Source: Federal Reserve Bank of Philadelphia. Web: www.phil.frb.org/consumers/creditreport.html.

Just about everyone uses credit, whether it is for car, student, or bank loans; mortgages; or credit cards. Banks and other businesses rely on credit reports, which contain:

  • Social Security numbers, current and previous addresses, nicknames, spouse's name, year of birth, plus current and previous employers;
  • records of loans, credit cards, bank accounts, and retail store accounts;
  • public information on bankruptcy, tax liens, or legal judgments against you;
  • names of people who have obtained copies of your credit report within the last six months (two years for employment purposes).

Consumer reporting agencies (credit bureaus) obtain the information from various sources, including retail stores and banks.

The report can only be shown to:

  • businesses thinking of extending you credit;
  • current or potential employers;
  • insurance companies;
  • government agencies considering granting you certain licenses or benefits;
  • anyone with a legitimate business reason initiated by the consumer.

The decision to grant you a loan or issue you a credit card is made by the business that requested the report, not the credit bureau.

If you are denied credit, the lender must give you the name, address, and telephone number of the company that provided the report.

Even if you have never been denied credit, you have the right to see your report. In making the request include your name, telephone number, addresses for the last five years, Social Security number, and birth date. The agency may charge you for the report, depending on what state you live in.

You should tell the reporting agency if you disagree with anything in your report. Mistakes must be removed. If the reporting agency stands by its original report, however, you have the right to present your side of the story in a short statement that gets attached to your credit report.

Material stays on your report for seven years—ten years if a bankruptcy is involved; it is automatically deleted thereafter. Exceptions are cases of transactions of $150,000 or more (including life insurance), or employment with an annual salary of $75,000 or more.

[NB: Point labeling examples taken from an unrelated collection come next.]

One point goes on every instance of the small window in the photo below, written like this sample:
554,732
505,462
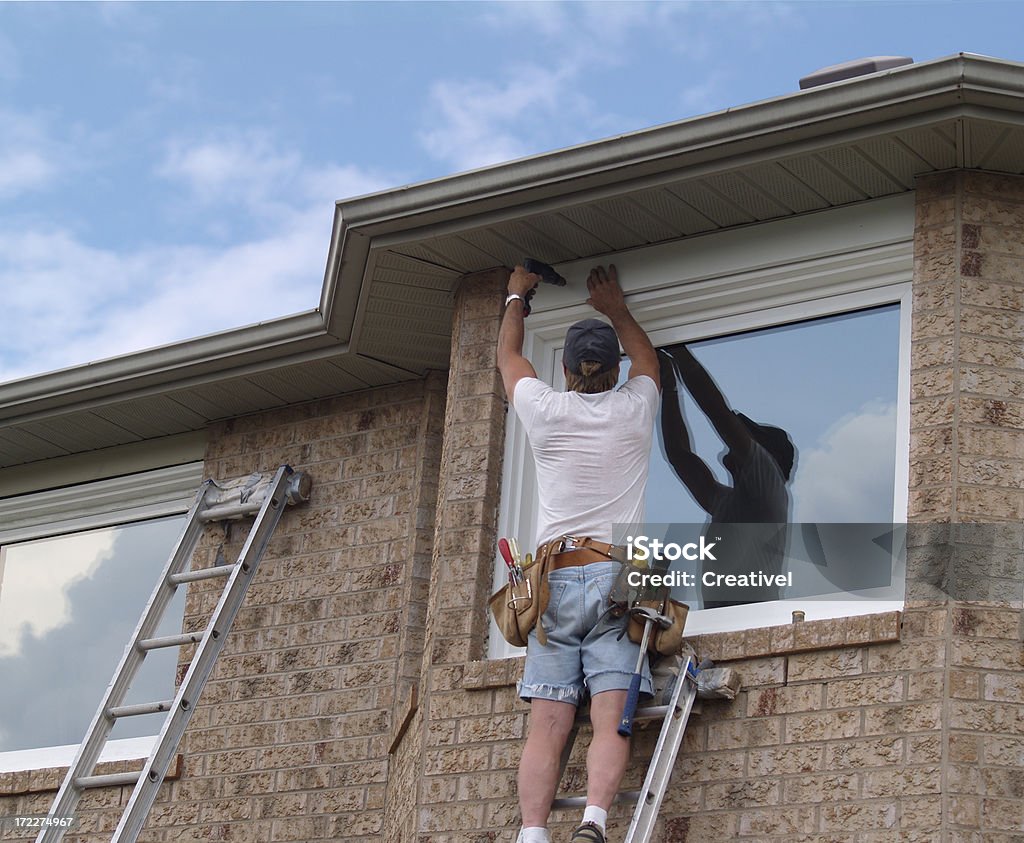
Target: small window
69,604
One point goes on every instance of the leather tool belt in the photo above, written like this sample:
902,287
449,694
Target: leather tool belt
578,551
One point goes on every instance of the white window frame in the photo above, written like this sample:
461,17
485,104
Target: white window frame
89,506
769,275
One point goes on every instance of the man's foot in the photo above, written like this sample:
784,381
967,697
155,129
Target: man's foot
588,833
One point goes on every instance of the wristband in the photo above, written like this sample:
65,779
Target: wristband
524,299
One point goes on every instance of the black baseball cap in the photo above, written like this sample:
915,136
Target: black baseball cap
773,439
594,340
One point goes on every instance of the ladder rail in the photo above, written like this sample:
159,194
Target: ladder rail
676,715
664,759
203,661
99,728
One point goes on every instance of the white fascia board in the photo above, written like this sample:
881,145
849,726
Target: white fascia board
856,106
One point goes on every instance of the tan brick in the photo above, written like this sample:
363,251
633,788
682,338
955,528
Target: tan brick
747,794
822,726
864,691
736,733
771,701
818,788
776,822
785,760
825,665
857,755
861,815
902,719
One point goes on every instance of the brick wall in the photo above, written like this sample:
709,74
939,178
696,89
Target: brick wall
291,738
967,454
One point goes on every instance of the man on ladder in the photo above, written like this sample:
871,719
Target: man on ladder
591,447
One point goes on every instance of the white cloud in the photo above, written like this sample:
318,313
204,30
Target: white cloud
68,302
10,62
23,170
475,122
849,475
28,155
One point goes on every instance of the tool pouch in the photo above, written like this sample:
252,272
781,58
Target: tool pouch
662,641
517,607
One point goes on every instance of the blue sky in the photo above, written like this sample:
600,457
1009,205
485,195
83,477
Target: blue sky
168,170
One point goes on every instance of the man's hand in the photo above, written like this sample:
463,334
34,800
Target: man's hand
605,294
522,282
606,297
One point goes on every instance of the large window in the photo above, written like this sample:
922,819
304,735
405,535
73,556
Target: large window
77,566
802,325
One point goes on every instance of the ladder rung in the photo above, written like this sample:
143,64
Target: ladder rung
202,574
223,511
581,801
649,713
140,708
170,640
110,781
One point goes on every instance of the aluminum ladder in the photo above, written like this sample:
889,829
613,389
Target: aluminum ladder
257,496
648,799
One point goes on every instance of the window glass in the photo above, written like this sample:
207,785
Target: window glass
822,392
69,605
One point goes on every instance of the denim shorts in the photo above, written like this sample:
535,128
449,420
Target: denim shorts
584,654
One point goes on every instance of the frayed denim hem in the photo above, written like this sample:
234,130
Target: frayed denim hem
617,680
556,693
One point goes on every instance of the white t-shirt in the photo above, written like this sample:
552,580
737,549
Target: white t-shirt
591,454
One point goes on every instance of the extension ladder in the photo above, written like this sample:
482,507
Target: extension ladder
648,800
259,497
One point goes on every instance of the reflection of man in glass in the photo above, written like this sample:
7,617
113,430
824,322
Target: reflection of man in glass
759,460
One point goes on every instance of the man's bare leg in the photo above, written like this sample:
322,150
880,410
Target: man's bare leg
609,752
550,723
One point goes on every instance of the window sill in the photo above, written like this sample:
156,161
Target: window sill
805,636
23,783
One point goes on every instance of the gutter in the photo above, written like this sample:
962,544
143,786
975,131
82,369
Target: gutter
264,345
914,94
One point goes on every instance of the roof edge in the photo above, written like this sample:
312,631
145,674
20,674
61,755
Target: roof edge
166,365
921,87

To obtain your credit report

The three main credit bureaus are:

Equifax Information Services, LLCP.O. Box 740241
Atlanta, GA 30374
(800) 685-1111
www.equifax.com
Experian National Consumer Assistance CenterP.O. Box 2002
Allen, TX 75013
(888) 397-3742
www.experian.com
TransUnion Consumer Disclosure CenterP.O. Box 1000
Chester, PA 19022
(800) 888-4213
www.tuc.com

Information Please® Database, © 2007 Pearson Education, Inc. All rights reserved.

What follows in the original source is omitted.